Has anyone shared their successes or failures in setting up multi node redundancy for oban's database?

Looking for some of the funkier oban deployments people might be running in production or have simply tried and failed with.

A hobby side project has grown enough to warrant a good look at oban, and i’m in debate whether to finally give up some amount of redundancy/uniformity onto a single node to simplify the deployment with a stock postgresql setup.

For now i’ve been experimenting with an obviously unsupported deployment of Dolphin and MariaDB+Galera, to fit with the current database cluster before bolting on more parts, that seems to function well for the basics, but requires a custom fork to add an ecto type that can deal with the divergence of json implementations between MySQL proper and MariaDB.

Which leaves me wondering how others have dealt with this and what options have been evaluated already but left unpublished.

In the midst of giving up the vendored fork and setting up an unwieldy etcd+haproxy+patroni managed fail over, the option to run oban on yugabyte peeked my eye.

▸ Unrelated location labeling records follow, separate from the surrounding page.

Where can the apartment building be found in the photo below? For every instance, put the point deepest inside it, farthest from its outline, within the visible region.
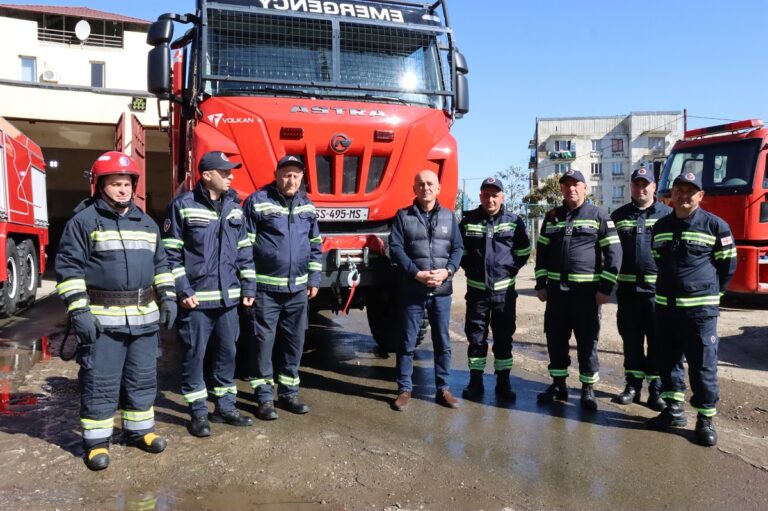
(605, 149)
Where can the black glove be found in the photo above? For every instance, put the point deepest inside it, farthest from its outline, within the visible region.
(168, 312)
(86, 326)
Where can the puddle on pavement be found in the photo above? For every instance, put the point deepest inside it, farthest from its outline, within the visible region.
(215, 500)
(16, 360)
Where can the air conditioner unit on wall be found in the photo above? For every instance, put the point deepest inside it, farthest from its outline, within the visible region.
(50, 75)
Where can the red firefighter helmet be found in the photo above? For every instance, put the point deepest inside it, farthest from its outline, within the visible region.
(114, 162)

It’s only mentioned in the release notes for v2.18.0, but seems like the easiest way to quell my concerns of the entire thing falling over sideways after the wrong spot node goes down or data being lost in the case of a sqlite file per node.

This is my personal opinion of course, but I am very skeptical of all of these “retrofit HA/consensus onto existing DB” approaches. Building a distributed database which is actually correct is extremely difficult and requires careful testing. Really, it requires that you design the system for testing. TBH even the current crop of NewSQL databases weirds me out, though part of that is just that I really don’t feel like the “SQL OLTP RDBMS” (ouch) architecture works very well when naively sharded.

Flyio had for a long time a “HA Postgres” offering with failover powered by external consensus (it was Stolon) and it seemed like people constantly had their databases taken down by the failover mechanism, which is ironic but unfortunate. These things really are hard.

I would say just set up Postgres. You can do backups and point-in-time restore with pgBackRest. If you need stronger durability guarantees you can set up synchronous or asynchronous replication to another node (or nodes), perhaps even in separate DCs. And then just failover manually.

If you actually need HA, probably use a database that was actually designed for it. I have no idea what Oban supports there, though. FoundationDB is the best in the business IMO, and is open source and unlikely to be rugpulled (Apple would never bother). CockroachDB for example has already been rugpulled.

Also: Oban is just a job runner so it’s not like migrating to another DB would be a big deal.

1 Like

Until GitHub - fabianlindfors/pgfdb: Postgres made distributed using FoundationDB becomes a bit more realistic, i’ll have to stick with the knockoff that has been verified by the creators of the library.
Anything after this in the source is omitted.